Thoughts on Building Serverless Web Applications with Amazon Lambda

I spent several weekends working a project using the Amazon Lambda serverless micro-architecture to see whether it was worth using for larger projects. I created a micro SaaS – https://pdfbatchfill.com – that essentially takes a bunch of rows and spit them out to fields within PDF forms. Here are my brief thought on Lambda:

Complex setup

My overall experience with Lambda was positive; however, I used ClaudiaJS which abstracts nearly all the underlying plumbing. When I first started I did try to set everything up myself through the web interface and I found it overwhelming with the amount of options available due to the fact that Lambda by itself is a generic application “container”. A lot of glue is required for API Gateway and Lambda to expose the endpoints. There’s a lot of little things to do just to have a working route, so I settled on the ClaudiaJS framework to deal with them. There are others like serverless.

Comes fully-loaded

Everything just works when the application is deployed. The endpoints are automatically connected to logging within CloudWatch line by line separated by instances. Having zero need for maintenance on the infrastructure is surprisingly liberating. I am able to focus mostly on the application itself.

Using S3 to host the static page and Cloudflare to handle the DNS, I got an SSL-enabled site for free, assuming a low-traffic site of course.

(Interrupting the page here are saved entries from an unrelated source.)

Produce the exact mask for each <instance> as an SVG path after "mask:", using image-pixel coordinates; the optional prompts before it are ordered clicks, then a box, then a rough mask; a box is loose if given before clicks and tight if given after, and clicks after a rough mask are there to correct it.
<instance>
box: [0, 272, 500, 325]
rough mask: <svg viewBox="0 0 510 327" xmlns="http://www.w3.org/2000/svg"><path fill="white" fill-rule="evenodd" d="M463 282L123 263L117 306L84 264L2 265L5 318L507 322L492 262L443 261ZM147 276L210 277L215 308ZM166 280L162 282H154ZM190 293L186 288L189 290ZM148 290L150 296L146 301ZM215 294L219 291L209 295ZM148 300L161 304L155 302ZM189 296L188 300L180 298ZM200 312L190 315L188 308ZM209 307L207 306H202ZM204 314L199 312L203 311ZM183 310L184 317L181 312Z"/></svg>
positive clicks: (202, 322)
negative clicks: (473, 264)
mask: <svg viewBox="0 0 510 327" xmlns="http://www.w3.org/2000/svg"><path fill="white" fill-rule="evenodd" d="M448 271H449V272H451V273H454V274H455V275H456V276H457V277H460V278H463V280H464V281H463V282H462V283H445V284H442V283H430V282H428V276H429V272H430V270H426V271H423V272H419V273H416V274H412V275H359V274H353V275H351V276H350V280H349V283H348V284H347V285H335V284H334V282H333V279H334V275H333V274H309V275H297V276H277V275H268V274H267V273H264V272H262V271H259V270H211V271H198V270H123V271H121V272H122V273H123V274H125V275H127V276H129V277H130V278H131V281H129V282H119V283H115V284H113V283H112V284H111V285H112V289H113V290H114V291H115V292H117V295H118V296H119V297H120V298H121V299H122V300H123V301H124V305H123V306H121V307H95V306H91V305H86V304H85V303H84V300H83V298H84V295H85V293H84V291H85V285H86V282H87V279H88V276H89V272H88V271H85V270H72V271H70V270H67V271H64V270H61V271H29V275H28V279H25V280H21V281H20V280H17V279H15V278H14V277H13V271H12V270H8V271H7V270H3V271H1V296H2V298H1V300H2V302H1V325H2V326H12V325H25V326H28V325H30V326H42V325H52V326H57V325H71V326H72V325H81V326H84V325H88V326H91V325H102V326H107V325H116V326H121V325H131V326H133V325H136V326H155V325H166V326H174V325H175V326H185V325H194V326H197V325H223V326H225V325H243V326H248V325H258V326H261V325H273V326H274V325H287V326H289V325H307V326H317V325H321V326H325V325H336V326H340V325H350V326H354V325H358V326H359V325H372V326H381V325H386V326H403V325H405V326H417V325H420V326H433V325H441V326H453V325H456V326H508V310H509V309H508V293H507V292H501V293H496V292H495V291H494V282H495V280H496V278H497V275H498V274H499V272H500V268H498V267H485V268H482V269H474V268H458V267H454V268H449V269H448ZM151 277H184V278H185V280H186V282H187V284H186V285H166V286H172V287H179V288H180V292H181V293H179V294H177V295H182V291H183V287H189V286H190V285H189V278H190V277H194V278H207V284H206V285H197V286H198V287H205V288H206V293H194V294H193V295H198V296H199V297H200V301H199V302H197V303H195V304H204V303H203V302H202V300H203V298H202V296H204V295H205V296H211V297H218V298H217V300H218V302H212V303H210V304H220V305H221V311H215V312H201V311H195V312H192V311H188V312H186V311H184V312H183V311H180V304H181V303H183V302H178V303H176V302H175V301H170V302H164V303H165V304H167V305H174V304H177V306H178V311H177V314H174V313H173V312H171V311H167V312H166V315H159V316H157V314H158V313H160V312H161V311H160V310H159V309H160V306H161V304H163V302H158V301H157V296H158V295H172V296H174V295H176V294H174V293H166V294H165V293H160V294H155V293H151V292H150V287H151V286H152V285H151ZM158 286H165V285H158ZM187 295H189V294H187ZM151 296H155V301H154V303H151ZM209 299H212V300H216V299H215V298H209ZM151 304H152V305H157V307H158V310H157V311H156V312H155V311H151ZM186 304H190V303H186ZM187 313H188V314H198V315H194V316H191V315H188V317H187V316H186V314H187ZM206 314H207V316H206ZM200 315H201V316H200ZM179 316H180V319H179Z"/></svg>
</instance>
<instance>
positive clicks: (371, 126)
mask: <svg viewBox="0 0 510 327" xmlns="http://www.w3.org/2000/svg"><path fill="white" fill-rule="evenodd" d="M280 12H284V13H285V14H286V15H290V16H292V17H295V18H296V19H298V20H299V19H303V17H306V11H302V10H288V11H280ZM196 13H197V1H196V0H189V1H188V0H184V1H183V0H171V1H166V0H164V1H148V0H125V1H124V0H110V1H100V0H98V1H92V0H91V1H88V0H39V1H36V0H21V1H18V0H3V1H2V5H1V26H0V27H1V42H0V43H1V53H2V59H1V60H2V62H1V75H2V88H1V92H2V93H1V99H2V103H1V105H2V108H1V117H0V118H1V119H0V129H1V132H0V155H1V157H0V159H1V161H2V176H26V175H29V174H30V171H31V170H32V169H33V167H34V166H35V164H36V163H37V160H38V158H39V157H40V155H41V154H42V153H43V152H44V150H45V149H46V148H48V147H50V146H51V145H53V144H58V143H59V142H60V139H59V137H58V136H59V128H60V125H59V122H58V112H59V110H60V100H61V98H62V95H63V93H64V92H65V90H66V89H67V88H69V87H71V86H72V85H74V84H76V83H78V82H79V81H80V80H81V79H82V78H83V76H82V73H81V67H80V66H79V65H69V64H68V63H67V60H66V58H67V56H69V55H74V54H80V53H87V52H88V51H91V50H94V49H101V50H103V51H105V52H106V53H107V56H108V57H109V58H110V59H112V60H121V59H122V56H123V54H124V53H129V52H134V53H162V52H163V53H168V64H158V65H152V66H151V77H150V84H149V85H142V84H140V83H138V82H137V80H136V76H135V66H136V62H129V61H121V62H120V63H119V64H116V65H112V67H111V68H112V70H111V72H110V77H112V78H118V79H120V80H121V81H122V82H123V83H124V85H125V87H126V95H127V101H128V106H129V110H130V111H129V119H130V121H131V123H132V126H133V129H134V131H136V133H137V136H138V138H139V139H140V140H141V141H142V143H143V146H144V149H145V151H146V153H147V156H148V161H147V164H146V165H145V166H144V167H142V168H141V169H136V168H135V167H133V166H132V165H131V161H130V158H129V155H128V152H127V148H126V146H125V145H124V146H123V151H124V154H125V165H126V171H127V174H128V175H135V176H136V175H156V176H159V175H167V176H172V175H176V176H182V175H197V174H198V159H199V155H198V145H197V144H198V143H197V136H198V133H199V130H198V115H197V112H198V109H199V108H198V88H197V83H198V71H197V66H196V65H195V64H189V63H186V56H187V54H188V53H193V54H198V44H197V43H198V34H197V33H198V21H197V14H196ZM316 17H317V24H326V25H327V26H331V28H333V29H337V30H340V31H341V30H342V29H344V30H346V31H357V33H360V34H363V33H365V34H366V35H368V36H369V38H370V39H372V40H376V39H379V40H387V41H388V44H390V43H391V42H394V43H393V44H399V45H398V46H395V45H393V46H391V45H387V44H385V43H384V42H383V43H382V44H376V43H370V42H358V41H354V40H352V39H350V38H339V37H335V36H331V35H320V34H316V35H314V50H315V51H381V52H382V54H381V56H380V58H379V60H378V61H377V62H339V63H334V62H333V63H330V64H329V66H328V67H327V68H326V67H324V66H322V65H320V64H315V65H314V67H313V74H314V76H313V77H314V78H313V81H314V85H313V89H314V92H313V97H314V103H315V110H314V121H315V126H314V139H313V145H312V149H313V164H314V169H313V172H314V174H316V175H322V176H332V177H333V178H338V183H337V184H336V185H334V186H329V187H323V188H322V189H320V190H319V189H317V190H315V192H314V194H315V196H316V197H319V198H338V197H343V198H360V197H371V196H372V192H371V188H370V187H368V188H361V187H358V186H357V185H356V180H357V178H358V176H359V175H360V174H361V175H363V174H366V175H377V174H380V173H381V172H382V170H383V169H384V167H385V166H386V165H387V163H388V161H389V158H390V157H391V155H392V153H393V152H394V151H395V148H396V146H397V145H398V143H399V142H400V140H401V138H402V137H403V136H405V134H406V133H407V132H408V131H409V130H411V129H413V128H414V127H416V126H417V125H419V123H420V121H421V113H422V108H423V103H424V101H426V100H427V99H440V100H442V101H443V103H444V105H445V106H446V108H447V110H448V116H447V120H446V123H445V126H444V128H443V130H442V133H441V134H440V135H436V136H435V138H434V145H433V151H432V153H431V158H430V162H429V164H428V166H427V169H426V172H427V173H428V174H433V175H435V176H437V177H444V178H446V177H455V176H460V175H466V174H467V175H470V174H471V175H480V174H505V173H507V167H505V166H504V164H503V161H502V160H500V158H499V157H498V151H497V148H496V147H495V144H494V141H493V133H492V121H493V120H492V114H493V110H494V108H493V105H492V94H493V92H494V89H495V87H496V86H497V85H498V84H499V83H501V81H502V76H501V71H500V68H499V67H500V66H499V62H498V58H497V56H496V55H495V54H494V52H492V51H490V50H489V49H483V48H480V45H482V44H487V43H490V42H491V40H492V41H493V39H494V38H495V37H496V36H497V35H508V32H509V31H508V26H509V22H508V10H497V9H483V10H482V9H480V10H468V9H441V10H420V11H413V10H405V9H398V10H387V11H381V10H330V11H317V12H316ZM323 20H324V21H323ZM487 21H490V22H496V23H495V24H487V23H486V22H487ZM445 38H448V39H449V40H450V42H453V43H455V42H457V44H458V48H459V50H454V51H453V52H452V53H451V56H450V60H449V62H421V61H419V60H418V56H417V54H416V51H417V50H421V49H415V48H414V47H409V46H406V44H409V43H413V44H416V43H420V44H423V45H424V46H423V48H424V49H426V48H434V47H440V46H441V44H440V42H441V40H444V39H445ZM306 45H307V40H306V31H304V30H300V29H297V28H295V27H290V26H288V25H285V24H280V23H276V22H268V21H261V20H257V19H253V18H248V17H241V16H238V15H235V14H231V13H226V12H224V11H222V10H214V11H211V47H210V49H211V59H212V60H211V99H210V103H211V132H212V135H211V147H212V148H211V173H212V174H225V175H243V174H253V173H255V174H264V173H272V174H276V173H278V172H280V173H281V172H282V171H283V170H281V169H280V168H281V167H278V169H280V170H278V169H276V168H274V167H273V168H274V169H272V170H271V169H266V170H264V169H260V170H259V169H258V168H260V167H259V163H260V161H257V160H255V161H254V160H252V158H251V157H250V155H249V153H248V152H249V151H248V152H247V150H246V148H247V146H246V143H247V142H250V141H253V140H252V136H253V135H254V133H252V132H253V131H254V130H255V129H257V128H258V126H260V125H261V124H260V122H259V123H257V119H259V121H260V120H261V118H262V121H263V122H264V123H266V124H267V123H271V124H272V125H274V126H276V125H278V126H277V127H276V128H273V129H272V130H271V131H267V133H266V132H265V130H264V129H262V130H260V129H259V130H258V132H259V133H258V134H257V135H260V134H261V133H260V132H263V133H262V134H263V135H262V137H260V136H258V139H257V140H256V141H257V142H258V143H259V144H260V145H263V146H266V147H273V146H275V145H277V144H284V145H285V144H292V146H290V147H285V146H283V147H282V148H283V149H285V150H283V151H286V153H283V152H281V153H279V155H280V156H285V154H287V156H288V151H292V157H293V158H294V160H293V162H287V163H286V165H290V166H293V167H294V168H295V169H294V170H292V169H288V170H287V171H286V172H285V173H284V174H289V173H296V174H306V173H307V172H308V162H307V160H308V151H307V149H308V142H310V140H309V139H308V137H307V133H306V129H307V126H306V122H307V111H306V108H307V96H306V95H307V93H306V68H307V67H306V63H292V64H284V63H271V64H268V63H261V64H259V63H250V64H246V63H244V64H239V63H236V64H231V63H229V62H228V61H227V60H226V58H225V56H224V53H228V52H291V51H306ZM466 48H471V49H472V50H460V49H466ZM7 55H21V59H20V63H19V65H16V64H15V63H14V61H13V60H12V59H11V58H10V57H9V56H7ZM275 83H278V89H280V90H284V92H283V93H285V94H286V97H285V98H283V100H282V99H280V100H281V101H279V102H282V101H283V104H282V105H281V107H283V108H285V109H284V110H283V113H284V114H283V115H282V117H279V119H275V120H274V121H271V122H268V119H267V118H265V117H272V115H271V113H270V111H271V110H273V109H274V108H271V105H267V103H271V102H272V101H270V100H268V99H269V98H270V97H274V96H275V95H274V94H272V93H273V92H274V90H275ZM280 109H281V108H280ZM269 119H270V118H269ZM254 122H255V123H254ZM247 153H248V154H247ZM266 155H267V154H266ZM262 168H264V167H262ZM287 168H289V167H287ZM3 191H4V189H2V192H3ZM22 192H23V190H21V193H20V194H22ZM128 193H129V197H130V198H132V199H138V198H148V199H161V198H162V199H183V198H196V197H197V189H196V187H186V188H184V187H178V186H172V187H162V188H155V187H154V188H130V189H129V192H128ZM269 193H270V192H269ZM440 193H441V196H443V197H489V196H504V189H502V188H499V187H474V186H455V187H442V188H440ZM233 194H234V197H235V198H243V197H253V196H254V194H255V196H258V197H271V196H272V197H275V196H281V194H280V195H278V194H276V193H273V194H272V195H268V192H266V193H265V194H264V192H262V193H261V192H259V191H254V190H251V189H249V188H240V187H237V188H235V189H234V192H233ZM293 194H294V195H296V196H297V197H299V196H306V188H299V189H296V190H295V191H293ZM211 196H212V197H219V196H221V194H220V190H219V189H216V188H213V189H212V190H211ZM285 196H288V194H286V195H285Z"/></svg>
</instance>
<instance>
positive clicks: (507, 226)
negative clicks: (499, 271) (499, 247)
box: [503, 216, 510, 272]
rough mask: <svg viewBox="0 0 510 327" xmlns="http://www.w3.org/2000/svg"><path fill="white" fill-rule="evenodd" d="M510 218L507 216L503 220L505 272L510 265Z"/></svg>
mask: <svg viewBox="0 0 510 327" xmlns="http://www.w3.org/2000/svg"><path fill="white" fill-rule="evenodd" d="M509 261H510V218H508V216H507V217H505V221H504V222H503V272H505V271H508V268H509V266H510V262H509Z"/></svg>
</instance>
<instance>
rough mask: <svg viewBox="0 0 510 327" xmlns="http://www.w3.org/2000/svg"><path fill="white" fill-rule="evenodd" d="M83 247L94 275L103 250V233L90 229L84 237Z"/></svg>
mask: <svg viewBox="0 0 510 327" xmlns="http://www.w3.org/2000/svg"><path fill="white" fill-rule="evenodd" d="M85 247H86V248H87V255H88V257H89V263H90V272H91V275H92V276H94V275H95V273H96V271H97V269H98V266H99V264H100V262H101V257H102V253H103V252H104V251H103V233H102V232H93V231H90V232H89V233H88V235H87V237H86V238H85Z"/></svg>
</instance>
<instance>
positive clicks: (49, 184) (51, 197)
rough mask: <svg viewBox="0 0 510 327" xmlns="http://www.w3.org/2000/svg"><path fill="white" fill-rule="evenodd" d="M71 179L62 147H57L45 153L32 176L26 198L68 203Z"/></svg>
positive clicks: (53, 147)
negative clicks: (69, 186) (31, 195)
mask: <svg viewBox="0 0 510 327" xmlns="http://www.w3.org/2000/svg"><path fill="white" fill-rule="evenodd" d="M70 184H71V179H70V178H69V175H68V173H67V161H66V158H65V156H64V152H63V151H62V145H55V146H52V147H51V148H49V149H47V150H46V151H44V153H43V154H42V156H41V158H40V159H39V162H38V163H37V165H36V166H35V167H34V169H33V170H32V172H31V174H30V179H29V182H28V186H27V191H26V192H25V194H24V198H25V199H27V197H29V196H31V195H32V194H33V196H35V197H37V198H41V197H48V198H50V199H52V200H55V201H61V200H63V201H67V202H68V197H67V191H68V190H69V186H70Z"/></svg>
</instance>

Limitations due to maturity

AWS services tend to start out very stripped down and Lambda is no exception. One issue, which I encountered, was Lambda’s inability to accept binary form data. Searching the Lambda forum shows that it wasn’t quite ready for general adoption. As in, your project could be SOL and stuck if support wasn’t available for a particular function you need that is only discovered mid-way through. Luckily, I was able to workaround the issue by directly sending binary data through S3.